The last few times I have flown down to NYC on an early morning flight I have noticed a TSA (Transportation Security Administration) official at the gate of US Airways that looks like Jessica Alba. Each time I have gone through the security checkpoint we both have noticed each other and have given quick smiles. Usually I have no problem approaching women but I feel a little odd about trying to work it with someone that is attempting to racially profile airline passengers… er… I mean protect our skies.
So I have decided that a creative approach needs to be taken with this. Here are a couple of ideas that I came up with.
Spell out my number using toiletries in my carry on bag.
There are a few issues with this idea though. First off there is no guarantee that she will be working the x-ray scanner which could lead to a really uncomfortable moment if Hank the closeted homosexual TSA official feels a bid randy. (Not that there is anything wrong with being gay, Hank just isn’t someone I would switch teams for.)
Also I don’t have enough toiletries to spell out a number. I would have to depend way too much on Q-tips. Which I don’t think looks classy. Tampons yes, Q-tips no. Tampons look like finely wrapped cigars in the a x-ray machine, making them the most classy toiletry one could possibly pack… Wait are feminine hygiene products considered toiletries or are they classified as something else?

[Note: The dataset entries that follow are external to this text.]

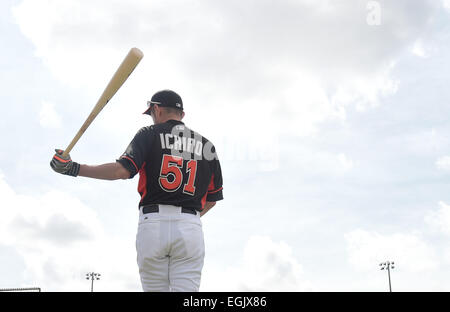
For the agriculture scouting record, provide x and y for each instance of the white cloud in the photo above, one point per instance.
(443, 163)
(366, 250)
(446, 4)
(304, 67)
(265, 266)
(48, 117)
(440, 220)
(420, 49)
(60, 239)
(345, 162)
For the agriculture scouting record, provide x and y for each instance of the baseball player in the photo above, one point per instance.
(180, 179)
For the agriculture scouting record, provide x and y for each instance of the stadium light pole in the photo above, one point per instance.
(92, 276)
(388, 266)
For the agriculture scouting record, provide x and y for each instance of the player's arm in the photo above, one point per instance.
(208, 205)
(109, 171)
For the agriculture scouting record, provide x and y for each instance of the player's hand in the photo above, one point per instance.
(64, 165)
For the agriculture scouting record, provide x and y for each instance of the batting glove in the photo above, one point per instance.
(64, 165)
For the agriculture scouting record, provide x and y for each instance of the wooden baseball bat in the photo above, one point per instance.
(122, 73)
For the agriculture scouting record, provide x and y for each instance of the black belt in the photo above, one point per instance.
(155, 208)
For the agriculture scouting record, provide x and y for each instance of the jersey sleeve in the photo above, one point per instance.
(215, 188)
(137, 151)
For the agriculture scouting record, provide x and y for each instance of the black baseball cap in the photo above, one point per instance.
(165, 98)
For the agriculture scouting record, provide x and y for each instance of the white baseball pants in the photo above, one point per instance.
(170, 250)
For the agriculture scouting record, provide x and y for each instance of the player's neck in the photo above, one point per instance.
(167, 118)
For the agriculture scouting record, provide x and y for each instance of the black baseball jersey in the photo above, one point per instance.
(176, 166)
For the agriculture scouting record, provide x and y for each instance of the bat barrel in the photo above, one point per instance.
(120, 76)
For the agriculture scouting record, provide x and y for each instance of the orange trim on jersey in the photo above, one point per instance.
(204, 200)
(132, 161)
(212, 192)
(142, 186)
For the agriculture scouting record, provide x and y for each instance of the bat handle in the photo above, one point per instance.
(71, 145)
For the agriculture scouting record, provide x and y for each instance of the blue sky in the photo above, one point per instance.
(332, 133)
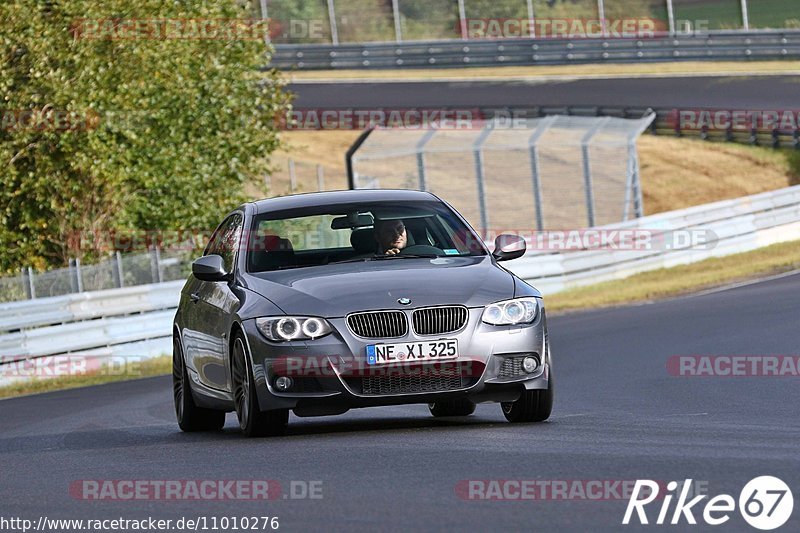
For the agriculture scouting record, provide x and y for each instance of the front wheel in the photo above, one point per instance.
(190, 416)
(252, 421)
(532, 406)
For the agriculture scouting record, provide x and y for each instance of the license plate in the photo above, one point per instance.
(381, 354)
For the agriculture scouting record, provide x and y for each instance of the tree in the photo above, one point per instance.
(105, 130)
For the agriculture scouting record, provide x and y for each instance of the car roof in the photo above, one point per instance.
(298, 201)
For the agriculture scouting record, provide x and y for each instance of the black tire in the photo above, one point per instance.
(252, 420)
(532, 406)
(452, 408)
(190, 416)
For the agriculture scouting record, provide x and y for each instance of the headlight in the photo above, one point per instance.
(510, 312)
(293, 328)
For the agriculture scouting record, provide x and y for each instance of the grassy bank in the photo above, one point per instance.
(670, 282)
(150, 367)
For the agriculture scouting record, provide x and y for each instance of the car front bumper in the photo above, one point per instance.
(331, 376)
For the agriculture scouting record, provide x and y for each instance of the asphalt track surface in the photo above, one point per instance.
(731, 92)
(619, 415)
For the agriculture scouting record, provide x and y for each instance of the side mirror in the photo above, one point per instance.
(209, 268)
(508, 247)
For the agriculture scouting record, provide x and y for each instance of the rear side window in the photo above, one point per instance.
(225, 241)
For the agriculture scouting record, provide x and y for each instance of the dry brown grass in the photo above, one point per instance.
(670, 282)
(678, 173)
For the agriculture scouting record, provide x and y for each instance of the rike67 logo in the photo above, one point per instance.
(765, 503)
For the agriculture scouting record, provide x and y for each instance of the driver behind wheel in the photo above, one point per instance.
(391, 236)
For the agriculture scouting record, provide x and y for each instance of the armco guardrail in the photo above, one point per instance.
(712, 46)
(138, 320)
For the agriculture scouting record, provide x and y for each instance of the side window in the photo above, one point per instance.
(225, 241)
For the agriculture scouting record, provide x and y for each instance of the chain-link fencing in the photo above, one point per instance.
(553, 172)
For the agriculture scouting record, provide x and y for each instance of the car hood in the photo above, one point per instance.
(338, 289)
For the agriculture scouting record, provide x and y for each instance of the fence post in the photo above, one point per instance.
(265, 16)
(292, 177)
(78, 278)
(320, 178)
(587, 169)
(462, 19)
(671, 17)
(745, 15)
(531, 20)
(155, 259)
(398, 32)
(533, 147)
(119, 271)
(601, 13)
(332, 20)
(24, 280)
(477, 149)
(31, 286)
(73, 278)
(422, 176)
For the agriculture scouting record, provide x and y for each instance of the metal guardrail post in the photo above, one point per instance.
(332, 20)
(477, 149)
(540, 130)
(421, 170)
(587, 169)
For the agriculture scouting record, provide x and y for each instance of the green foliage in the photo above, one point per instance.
(163, 134)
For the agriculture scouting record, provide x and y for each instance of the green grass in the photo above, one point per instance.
(670, 282)
(150, 367)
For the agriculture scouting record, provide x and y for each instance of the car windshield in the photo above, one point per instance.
(324, 235)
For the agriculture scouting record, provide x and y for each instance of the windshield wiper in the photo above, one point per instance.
(404, 256)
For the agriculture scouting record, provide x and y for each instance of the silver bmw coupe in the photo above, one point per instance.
(324, 302)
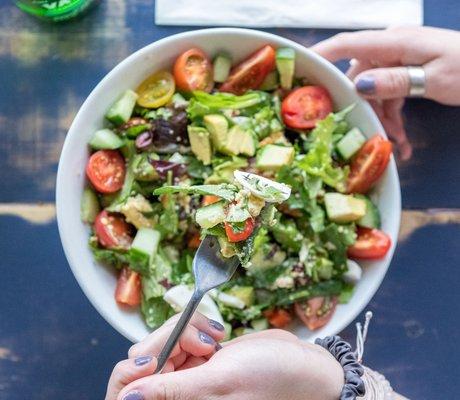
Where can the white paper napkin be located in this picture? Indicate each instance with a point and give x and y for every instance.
(290, 13)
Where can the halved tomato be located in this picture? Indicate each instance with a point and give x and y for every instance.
(278, 317)
(156, 90)
(305, 106)
(371, 244)
(251, 72)
(128, 291)
(238, 236)
(369, 164)
(316, 312)
(193, 71)
(112, 230)
(106, 171)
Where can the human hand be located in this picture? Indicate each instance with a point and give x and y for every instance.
(377, 68)
(267, 365)
(198, 342)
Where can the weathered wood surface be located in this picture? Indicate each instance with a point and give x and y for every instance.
(53, 344)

Create a device that I can strap to my body that when I pull a cord releases confetti and inflates balloons that will majestically float off my chest.
I call this the “bomb of fun” some people might not appreciate the “bomb of fun” in fact I would probably end up shot. Although they would probably feel shitty for shooting me in a balloon inflates and floats to the ceiling after filling me full of bullet holes. In the end I would be vindicated, well probably not.
Voluntarily ask for a body cavity search.
How do you cleverly ask for one of these? “There maybe something in my rectum, there may not be, there is only one way to find out. And bring the Jessica Alba look alike, it looks like she has tiny fingers and probably can really get up there.”
After reviewing these options I guess I really don’t have a shot.
Maybe I use my usual technique of just sitting there and watching her work. Waiting for her to leave so I can follow her to her car to talk to her. Chicks love that.
Have you ever wanted to talk to someone in a totally inappropriate place and/or time?